Madhab Kumar Nepal: There has been some delay in preparing the protest programs. We need to discuss the effectiveness of the movement and are trying to discuss how we can generate more support from the people, see what needs to be added and done away with in our agitation. We are also considering involving other parties in the movement.
On party unity
SK: There may be some competition among parties but when it comes to saving democracy, we are all united. There is no difference on that front.

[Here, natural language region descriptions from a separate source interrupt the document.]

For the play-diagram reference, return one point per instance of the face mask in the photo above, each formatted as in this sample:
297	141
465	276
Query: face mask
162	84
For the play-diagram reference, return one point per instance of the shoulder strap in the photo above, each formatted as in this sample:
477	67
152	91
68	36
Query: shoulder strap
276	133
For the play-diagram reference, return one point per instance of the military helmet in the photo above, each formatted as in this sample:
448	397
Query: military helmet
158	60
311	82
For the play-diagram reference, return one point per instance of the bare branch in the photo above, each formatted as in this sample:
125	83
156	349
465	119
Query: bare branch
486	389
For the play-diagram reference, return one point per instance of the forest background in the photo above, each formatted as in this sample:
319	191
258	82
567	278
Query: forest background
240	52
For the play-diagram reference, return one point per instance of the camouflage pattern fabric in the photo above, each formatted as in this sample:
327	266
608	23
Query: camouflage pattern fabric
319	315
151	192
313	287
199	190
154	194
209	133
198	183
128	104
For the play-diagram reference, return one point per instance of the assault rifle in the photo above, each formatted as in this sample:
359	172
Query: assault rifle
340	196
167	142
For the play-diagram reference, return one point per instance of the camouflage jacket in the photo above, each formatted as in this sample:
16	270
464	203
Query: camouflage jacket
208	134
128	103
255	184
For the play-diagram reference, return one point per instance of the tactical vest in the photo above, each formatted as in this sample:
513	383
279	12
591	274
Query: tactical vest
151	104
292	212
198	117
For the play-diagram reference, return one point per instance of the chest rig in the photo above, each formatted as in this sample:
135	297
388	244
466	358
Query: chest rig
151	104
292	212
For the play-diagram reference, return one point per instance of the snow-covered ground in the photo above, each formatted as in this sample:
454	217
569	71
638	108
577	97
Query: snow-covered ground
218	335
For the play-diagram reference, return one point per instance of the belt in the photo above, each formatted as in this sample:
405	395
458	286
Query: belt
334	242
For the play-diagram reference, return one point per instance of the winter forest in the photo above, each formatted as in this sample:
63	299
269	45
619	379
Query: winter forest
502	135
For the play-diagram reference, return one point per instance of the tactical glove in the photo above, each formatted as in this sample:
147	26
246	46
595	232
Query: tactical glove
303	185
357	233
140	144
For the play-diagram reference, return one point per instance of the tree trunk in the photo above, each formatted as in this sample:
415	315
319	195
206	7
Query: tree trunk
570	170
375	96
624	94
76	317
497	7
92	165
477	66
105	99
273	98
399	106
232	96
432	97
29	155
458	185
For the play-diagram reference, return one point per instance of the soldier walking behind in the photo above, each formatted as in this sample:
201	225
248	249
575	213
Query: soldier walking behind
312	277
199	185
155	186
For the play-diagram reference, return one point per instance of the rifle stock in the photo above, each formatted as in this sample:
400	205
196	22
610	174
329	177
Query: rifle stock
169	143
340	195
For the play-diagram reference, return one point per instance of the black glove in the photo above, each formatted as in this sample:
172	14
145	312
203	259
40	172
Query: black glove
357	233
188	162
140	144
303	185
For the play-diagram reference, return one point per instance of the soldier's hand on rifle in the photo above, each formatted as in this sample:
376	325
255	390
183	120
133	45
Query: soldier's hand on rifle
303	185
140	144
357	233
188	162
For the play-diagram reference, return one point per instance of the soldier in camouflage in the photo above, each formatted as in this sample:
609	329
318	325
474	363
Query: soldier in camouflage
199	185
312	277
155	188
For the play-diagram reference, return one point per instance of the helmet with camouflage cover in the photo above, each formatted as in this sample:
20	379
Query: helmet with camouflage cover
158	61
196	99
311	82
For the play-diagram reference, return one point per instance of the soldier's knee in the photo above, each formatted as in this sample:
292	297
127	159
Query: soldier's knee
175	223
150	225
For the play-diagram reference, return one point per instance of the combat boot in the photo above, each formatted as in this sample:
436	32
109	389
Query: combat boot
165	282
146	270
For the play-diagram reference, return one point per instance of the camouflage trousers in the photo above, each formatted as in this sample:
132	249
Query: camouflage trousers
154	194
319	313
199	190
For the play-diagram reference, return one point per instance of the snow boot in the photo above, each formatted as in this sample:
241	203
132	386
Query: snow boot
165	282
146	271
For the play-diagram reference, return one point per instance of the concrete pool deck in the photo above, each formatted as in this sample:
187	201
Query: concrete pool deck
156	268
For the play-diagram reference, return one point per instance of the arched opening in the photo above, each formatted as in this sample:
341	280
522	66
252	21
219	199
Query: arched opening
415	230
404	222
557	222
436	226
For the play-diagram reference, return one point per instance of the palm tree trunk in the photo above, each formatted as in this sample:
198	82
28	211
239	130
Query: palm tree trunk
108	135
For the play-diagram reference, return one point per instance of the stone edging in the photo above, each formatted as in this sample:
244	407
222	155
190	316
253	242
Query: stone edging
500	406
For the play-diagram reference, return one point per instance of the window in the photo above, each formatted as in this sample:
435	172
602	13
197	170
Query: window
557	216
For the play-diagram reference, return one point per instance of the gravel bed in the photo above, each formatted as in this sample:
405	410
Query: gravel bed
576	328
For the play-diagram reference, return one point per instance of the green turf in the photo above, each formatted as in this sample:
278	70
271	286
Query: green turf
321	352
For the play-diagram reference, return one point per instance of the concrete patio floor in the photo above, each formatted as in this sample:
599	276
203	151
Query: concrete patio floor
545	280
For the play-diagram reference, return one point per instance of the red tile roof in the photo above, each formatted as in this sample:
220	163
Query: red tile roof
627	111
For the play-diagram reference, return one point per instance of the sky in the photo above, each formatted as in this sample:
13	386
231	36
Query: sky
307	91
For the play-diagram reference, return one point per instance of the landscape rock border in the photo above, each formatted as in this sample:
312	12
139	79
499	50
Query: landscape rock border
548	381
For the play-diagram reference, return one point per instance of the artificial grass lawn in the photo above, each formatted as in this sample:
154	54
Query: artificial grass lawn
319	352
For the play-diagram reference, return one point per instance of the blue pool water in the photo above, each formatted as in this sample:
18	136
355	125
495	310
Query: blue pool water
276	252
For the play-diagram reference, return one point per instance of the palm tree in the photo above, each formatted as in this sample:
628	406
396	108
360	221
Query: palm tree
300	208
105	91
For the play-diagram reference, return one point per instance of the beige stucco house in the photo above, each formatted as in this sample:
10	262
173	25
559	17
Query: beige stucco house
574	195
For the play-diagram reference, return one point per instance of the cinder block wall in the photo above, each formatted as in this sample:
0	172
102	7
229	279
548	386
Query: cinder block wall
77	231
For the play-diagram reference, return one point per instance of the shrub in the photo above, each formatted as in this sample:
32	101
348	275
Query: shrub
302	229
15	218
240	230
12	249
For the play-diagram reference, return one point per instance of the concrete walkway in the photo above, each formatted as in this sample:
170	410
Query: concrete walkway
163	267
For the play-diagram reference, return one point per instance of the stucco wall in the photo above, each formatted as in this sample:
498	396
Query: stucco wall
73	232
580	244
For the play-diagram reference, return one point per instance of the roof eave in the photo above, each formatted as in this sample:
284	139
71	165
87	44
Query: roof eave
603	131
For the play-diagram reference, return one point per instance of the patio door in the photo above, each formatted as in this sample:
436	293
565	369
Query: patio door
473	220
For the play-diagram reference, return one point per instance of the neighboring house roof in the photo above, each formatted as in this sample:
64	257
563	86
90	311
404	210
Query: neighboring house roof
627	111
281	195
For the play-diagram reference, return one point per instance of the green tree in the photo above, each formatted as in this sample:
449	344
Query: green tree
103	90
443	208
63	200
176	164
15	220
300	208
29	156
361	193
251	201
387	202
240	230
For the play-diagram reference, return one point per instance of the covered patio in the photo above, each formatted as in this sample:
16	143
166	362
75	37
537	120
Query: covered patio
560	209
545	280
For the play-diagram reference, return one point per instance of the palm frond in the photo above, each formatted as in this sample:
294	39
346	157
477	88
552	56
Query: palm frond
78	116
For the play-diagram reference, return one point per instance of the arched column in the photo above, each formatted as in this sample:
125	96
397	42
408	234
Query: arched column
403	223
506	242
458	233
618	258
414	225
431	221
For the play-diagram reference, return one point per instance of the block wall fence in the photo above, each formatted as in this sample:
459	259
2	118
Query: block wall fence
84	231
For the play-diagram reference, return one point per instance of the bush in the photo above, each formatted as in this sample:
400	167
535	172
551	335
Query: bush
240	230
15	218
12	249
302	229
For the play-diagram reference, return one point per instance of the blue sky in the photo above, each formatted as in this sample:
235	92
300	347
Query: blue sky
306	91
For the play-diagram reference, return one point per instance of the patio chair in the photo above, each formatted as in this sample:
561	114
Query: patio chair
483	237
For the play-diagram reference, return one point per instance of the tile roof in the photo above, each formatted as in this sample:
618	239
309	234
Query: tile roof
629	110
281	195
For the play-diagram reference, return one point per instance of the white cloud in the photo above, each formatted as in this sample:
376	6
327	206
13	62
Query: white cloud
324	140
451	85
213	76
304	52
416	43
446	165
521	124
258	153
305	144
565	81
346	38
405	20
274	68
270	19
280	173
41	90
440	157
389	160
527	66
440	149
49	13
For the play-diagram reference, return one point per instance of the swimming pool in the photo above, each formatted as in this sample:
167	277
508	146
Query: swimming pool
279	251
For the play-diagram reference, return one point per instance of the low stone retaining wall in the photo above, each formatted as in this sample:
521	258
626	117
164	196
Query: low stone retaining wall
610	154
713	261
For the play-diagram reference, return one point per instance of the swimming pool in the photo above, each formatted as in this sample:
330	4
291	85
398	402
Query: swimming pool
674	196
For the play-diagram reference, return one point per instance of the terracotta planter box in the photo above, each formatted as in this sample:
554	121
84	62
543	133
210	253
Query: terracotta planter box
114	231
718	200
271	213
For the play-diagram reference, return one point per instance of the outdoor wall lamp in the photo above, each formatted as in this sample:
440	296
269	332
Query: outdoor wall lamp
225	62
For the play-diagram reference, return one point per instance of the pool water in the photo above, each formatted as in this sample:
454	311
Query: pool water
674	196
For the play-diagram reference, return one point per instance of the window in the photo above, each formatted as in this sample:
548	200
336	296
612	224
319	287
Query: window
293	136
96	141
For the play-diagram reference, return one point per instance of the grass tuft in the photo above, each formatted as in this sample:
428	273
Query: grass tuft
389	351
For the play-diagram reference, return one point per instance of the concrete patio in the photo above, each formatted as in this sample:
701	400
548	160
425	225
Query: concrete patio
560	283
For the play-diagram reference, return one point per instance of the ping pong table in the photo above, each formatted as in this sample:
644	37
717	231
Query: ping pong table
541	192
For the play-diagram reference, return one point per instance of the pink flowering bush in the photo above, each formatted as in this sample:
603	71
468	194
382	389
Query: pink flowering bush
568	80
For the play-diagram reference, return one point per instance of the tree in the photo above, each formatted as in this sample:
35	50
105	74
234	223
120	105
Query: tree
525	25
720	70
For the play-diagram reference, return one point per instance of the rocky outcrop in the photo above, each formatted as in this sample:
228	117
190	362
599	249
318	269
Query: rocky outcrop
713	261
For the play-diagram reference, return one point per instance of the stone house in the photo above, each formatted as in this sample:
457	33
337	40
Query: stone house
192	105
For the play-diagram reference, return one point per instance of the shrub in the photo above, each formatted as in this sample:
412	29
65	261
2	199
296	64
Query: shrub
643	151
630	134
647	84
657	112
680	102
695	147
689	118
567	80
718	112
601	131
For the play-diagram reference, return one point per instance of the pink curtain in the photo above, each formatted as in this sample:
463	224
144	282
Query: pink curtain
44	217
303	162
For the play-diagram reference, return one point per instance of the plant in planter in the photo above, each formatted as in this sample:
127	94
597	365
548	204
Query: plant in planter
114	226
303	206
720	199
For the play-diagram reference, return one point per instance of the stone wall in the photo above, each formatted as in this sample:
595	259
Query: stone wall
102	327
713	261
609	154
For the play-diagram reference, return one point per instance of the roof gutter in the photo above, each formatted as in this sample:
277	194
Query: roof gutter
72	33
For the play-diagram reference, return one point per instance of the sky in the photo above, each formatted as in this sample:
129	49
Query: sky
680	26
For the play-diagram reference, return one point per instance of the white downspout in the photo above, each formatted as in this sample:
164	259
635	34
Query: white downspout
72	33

MKN: We have no such vested interests now. I was unilaterally nominated for the post of prime minister of an all-party government. At present we have not made any claims that the position of prime minister should come to our party. All we want is the political reins to be in the hands of the political parties.
On the state of democracy
SK: Regression has advanced by dangling tags of democracy and constitutional monarchy. The two terms have become an eyewash. But, in this age of democracy, freedom and rule of law, the conspiracy to impose a dictatorship will not be accepted by the people and the parties.
MKN: Certainly, the fight for democracy seems long and difficult. The government's stress on militarisation has really complicated matters. We see clearly that the idea is to add more soldiers and rule the country with the help of military force. This is why we have no alternative but a serious fight for democracy.
On the role of the king
SK: The king may have based himself on the army. Some other forces may also have assured him of their support but there is a fundamental difference in the army of yesterday and today. Now they are educated and understand society and the world. I don't believe that the king has international support. India, the US, the UK and the EU all back Nepal's parliamentary democracy and the role of political parties in a constitutional monarchy.
MKN: Fourth October last year was the genesis of this regression. The king's claim that state power lies within him challenged the notion that it actually resides in the people. Hence, the move was unconstitutional. The royal interference that began with the appointment of a prime minister has spread its tentacles to simple issues like transferring bureaucrats. And now, we see the Raj Parishad being used against political parties. This makes it clear that the campaign to weaken multiparty democracy is already on.